How to calculate lower bound on $P \left[|Y| > \frac{|\lambda|}{2} \right]$? Let $Y$ be a random variable such that $E[Y] = \lambda$,  $\lambda \in \mathbb{R}$ and $E[Y^2]<\infty$. The  problem is to find a lower bound on the probability
$$
P \left[|Y| > \frac{|\lambda|}{2} \right].
$$
Any leads would be appreciated.
 A: Edit : This answer applies to the original question, that was : "for ANY random variable Y, what is the lower bound of (formula)"
The lower bound is 0.
Let's take $(Y_{n})$ a series following a Bernoulli law such as : $P(Y_{n} = 1) =1/n$.
Then, ${E(Y_{n})= \lambda = 1/n}$.
$P(\lvert Y_{n} \rvert > \frac{\lvert \lambda \rvert}{2}) = P(\lvert Y_{n} \rvert > \frac{1}{2n}) = P(Y_{n} =1) = \frac{1}{n} <  \frac{2}{n}\underset{n\to +\infty}{\longrightarrow} 0 $
Then, $0 < P(\lvert Y_{n} \rvert > \frac{\lvert \lambda \rvert}{2})  < \frac{2}{n}$ , so asymptotically, the lower bound is 0.
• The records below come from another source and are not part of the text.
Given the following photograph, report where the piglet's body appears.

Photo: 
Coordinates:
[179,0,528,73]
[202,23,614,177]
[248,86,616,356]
A: Given $\lambda,$ there must be a universal lower bound $p(\lambda)$ (because $0$ will certainly work.)  The question is whether there are any $\lambda$ where this bound exceeds $0.$  Regardless, being a lower bound means that for any random variable $Y$ with $E[Y^2]\lt \infty$ and $E[Y]=\lambda,$ $$\Pr(|Y| \gt |\lambda|/2) \ge p(\lambda).\tag{*}$$
Consider $Y=\lambda X/q$ where $X$ is a Bernoulli$(q)$ variable and $\lambda \ne 0.$  Because $E[X]=q,$ $E[Y] = \lambda (q)/q = \lambda.$ $Y$ also has finite second moment because it is bounded.  Moreover, since $q \lt 2,$ the event "$|Y|\gt|\lambda|/2$" equals the event "$Y=\lambda/q.$"  We may therefore conclude from $(*)$ that
$$q = \Pr(X=1) \ge \Pr(Y=\lambda/q) = \Pr(|Y| \gt |\lambda|/2) \ge p(\lambda).$$
If we choose $q = p(\lambda)/2,$ this says
$$p(\lambda)/2 \ge  p(\lambda),$$
which is true only for non-positive numbers $p(\lambda).$ (You can check that this example still works when $\lambda=0,$ for then $Y$ reduces to the atom at $0$ and $\Pr(|Y|\gt |\lambda|/2) = \Pr(Y \ne 0) = 0.$) Therefore $0$ is the only universal lower bound, no matter what the value of $\lambda$ might be.